Hadley Meares at LA Curbed:
When Angelenos gathered downtown to protest the murder of George Floyd, they started at City Hall and eventually made their way toward the 101. Pastor Stephen “Cue” Jn-Marie from the Row Church led the first group of protesters onto the freeway, which they occupied for roughly 30 minutes.
Ever since the murder of Trayvon Martin in 2012, uprisings protesting police brutality and racism have blocked freeways throughout America. The freeway and highway systems in the U.S. are part of “a long, long, long history of looting our communities, looting our lives,” Pastor Cue explains.
Nowhere is this truer than in Los Angeles, where several generations of Angelenos, mainly people of color, have been displaced or trapped by the construction of freeways in the name of progress and ease of movement for white residents, many of whom moved outward to the suburbs of L.A. and Orange counties as the postwar era dawned.
“Communities of color, or black folks, were not permitted to live in the suburbs through land covenants made between white homeowners, through racism, through redlining,” Pastor Cue says. “The whole narrative that black folks would bring down the value of the communities … that narrative is lingering in our society, even today.”

Though racially restrictive land covenants were struck down by the Supreme Court as unconstitutional in 1948, years of Jim Crow policies had already institutionalized racist housing practices that relegated black people and other people of color to certain neighborhoods — and labeled those neighborhoods as slums.
Those “slums” were the first places on the chopping block when freeways began to be routed across America in earnest in 1956, the year in which construction on 41,000 miles of interstate highways were authorized at a cost of $27 billion.
In 1957, one Urban Land Institute official celebrated that “inner belt expressways” would “inevitably slice through great areas of our nation’s worst slums,” writes UCLA professor Eric Avila, in Popular Culture in the Age of White Flight: Fear and Fantasy in Suburban Los Angeles.

Not just Los Angeles.  Alana Samuels at The Atlantic:
The urban planner Robert Moses was one of the first to propose the idea of using highways to “redeem” urban areas.
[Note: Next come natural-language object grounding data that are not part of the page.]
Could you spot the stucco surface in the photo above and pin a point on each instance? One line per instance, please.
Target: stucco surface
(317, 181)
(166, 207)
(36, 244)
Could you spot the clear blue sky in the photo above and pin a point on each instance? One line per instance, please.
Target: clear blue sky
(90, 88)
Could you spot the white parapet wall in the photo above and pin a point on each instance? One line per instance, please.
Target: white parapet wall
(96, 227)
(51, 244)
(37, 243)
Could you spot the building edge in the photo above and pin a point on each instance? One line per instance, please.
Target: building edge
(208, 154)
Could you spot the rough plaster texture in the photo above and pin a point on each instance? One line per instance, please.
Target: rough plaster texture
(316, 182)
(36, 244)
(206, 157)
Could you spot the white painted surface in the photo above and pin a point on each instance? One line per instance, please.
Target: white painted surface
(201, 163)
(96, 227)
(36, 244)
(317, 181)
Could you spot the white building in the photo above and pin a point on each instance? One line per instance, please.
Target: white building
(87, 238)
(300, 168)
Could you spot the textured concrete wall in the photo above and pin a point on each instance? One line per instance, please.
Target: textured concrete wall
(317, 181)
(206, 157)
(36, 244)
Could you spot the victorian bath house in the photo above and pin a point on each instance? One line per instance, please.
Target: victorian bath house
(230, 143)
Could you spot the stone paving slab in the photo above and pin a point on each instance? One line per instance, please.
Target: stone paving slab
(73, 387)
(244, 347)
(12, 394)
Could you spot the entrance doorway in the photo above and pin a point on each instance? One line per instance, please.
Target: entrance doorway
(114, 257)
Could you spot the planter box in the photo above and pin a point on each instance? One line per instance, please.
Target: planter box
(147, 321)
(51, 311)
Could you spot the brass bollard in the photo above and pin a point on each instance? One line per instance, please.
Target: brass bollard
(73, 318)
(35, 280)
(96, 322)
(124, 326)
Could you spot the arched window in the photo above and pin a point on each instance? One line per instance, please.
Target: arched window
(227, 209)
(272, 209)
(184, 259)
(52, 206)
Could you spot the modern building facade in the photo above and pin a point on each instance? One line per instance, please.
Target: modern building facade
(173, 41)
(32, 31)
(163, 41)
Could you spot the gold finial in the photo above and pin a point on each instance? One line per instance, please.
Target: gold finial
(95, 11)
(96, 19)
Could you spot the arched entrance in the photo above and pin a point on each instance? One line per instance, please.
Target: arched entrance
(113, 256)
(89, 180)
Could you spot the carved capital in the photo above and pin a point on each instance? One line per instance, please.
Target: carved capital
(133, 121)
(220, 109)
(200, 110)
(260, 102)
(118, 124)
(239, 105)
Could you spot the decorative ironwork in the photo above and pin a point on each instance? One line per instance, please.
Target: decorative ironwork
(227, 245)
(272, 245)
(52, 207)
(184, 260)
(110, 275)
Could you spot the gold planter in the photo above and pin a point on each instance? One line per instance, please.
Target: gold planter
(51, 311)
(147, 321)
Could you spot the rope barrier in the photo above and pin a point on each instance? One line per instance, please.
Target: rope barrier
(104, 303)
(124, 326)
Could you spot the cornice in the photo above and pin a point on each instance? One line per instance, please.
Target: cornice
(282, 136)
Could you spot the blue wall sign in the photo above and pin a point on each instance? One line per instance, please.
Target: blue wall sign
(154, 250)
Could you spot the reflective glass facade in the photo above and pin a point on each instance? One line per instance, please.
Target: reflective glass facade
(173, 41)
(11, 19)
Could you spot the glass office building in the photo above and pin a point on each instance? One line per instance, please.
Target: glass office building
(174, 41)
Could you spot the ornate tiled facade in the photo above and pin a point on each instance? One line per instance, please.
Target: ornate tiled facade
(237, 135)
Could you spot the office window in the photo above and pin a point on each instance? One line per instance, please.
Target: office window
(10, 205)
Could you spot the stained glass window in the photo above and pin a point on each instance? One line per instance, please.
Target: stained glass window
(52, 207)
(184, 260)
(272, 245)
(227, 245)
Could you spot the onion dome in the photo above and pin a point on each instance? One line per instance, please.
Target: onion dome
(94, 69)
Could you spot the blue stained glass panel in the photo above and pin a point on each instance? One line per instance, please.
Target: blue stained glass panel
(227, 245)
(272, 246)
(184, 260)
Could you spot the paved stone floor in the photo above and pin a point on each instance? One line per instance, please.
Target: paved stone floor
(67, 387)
In 1949, the commissioner of the Bureau of Public Roads, Thomas MacDonald, even tried to include the idea of highway construction as a technique for urban renewal in a national housing bill. (He was rebuffed.) But in cities across America, especially those that didn’t want to—or couldn’t—spend their own money for so-called urban renewal, the idea began to take hold. They could have their highways and they could get rid of their slums. With just one surgery, they could put in more arteries, and they could remove the city’s heart.